Can't Touch This: Sol 3640

mars, space, universe, can't touch this: sol 3640

We arrived at the spectacular workspace pictured above, but what made it spectacular – rocks – is what also made it tricky. Our left front wheel was propped up just enough on one of the lovely and interesting rocks to make it unsafe to unstow the arm. Thus, as Deirdra, one of my planning partners said – it felt like Mars was taunting us with some early 1990s MC Hammer.

Fortunately, the rover planners were confident in finding a way to reposition the rover to stabilize us enough to get the arm out, so that small maneuever was added to today’s plan. Our fingers are crossed we have better luck tomorrow!

While we could not apply MAHLI or APXS to the rocks ahead of us, we had no restrictions, short of overworking uplink teams, on using Mastcam and ChemCam. We took full advantage of our additional time to image our amazing surroundings. We planned a ChemCam raster along one of the notable resistant ridges that span the workspace blocks, on target “Saracura.”

We used ChemCam RMI to image a stack of the layers at the edge of the marker band, at target “Curecurema.” Layer-parallel imaging like this is a terrific way to interrogate the mechanisms that formed those layers. There were so many interesting textures on the workspace rocks that we could not help but wonder if chemistry had anything to do with them. To investigate this, we planned Mastcam multispectral observations of two targets, “Patua” and “Tucano.” Mastcam will also cover the scene with multiple large stereo mosaics.

One will capture the marker band extending away from us to the south, another will cover the workspace blocks, and a third will image blocks similar to those in the workspace, but out of reach, at target “Benevenuto.” We still managed time for a Navcam dust devil survey, and DAN passive and active measurements before and after we reposition the rover, respectively. RAD and REMS run throughout the plan.

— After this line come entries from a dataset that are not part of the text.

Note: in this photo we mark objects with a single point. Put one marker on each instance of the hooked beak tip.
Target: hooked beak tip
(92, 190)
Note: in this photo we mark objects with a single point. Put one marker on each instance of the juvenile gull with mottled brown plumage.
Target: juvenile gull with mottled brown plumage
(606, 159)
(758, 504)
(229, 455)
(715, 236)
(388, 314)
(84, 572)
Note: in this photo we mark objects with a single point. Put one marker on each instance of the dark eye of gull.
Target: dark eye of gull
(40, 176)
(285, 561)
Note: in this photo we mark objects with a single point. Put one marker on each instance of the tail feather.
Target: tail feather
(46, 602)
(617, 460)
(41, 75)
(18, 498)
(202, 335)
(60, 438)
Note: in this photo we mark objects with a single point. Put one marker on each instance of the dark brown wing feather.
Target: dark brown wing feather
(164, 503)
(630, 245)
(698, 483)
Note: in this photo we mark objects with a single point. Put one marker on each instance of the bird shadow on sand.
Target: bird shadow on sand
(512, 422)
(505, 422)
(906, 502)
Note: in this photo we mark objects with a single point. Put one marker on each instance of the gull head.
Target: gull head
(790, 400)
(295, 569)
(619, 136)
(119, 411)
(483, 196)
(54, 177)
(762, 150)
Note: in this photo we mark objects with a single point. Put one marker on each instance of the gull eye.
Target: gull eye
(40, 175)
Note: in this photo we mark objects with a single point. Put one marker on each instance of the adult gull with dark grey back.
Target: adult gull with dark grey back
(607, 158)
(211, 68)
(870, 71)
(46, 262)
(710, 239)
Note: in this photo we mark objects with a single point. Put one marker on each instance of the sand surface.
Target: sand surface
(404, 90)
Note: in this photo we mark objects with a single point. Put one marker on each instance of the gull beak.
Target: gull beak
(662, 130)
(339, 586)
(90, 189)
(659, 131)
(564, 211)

Sol 3639: Trick or Treat! by Kristen Bennett| Planetary Geologist – USGS Astrogeology
Today’s (Nov 1) planning felt like we were trick or treating on Mars, just in time for Halloween! The image above shows part of the workspace that was revealed in front of Curiosity today. There were a variety of rocks available to look at and picking just one was very challenging! One reason why this was tricky was because none of these rocks appeared to be “in place.”

This means that the rocks in the workspace likely tumbled down from higher up a slope. It is hard for geologists to interpret the results from a rock if we don’t know the context of where it came from. Tricky! However, scientists spotted a treat in the form of in place rocks off to the right of the rover.

The team decided to prioritize driving over to those rocks so we can understand the context of the rocks we study in more detail. Before we drive off, the team decided to get a few measurements on rocks in the workspace to get a small sample of the variety we observe. We had to pick just one or two rocks to analyze – kind of like picking just one or two pieces of candy from your trick or treat bag. “Nicara” was a smooth, dust-free target that was selected for contact science (APXS and MAHLI), and “Caicubi” was a nodular rock targeted by ChemCam.

There were also several Mastcam mosaics in today’s plan, including additional imaging of the workspace to obtain higher resolution images of the variety of rocks that were present. There were also Mastcam mosaics targeting the marker band that extended away from the rover both to the south and to the north. The drive was planned along the marker band to the north, and hopefully tomorrow Curiosity will be sitting at a new location along the marker band to investigate the next treat!